A systematic review of AI-based food and calorie detection systems in healthcare: Trends, techniques, and applications
Garthigan Kumarasamy, Minh Vi Nguyen, Prasad Hettiarachchige, Priyanga Ranasinghe, Uthayasanker Thayasivam, Damminda AlahakoonBackground
Accurate assessment of calorie and nutrient intake is essential for the prevention and management of chronic diseases such as obesity and type 2 diabetes. However, traditional dietary assessment methods, including food diaries and dietary recalls, are often labor-intensive, time-consuming, and prone to reporting errors.
Objective
This review aims to systematically examine the current landscape of artificial intelligence (AI)-based food recognition and calorie estimation systems in healthcare, highlighting technological developments, applications, performance trends, and research gaps.
Methods
A systematic review was conducted following PRISMA 2020 guidelines. Literature published between 2015 and 2025 was retrieved from Scopus, PubMed, IEEE Xplore, Web of Science. Google Scholar was additionally searched to identify relevant grey literature and citation records. Studies focusing on AI-driven dietary assessment using computer vision, machine learning, multimodal learning, and large language models (LLMs) were screened according to predefined inclusion and exclusion criteria.
Results
A total of 57 studies met the eligibility criteria. Three major technological trends were identified: (1) convolutional neural network (CNN)-based approaches, achieving 80–97% classification accuracy; (2) transformer-based architectures, including Vision Transformers and Swin Transformers reported accuracies ranging up to 99.83% under specific benchmark settings; and (3) multimodal and LLM-based systems, such as GPT-4V, Gemini, and Claude, demonstrating 89.8% food recognition accuracy and promising portion estimation performance.
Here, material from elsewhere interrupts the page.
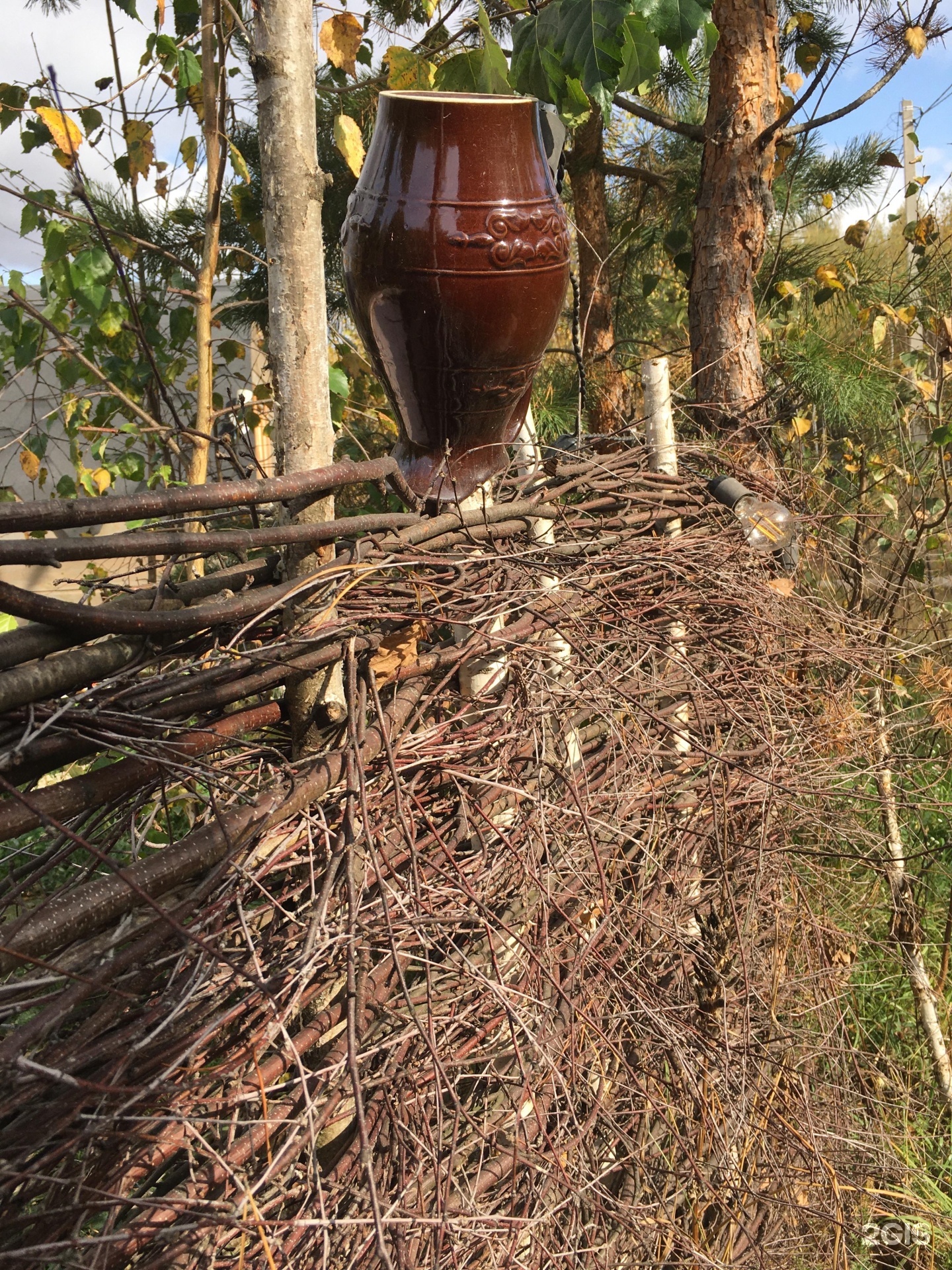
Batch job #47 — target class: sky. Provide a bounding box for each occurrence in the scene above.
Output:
[0,0,952,277]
Commercial applications including MyFitnessPal, CalorieMama, DietCam, and FoodAI were also reviewed.
Conclusion
AI-driven food recognition and dietary assessment technologies have significantly advanced nutritional monitoring and personalized healthcare. Nevertheless, challenges remain in portion estimation, clinical validation, and the representation of culturally diverse cuisines, particularly in South Asian contexts. Future research should focus on region-specific datasets, multimodal AI systems, and clinically validated deployment frameworks.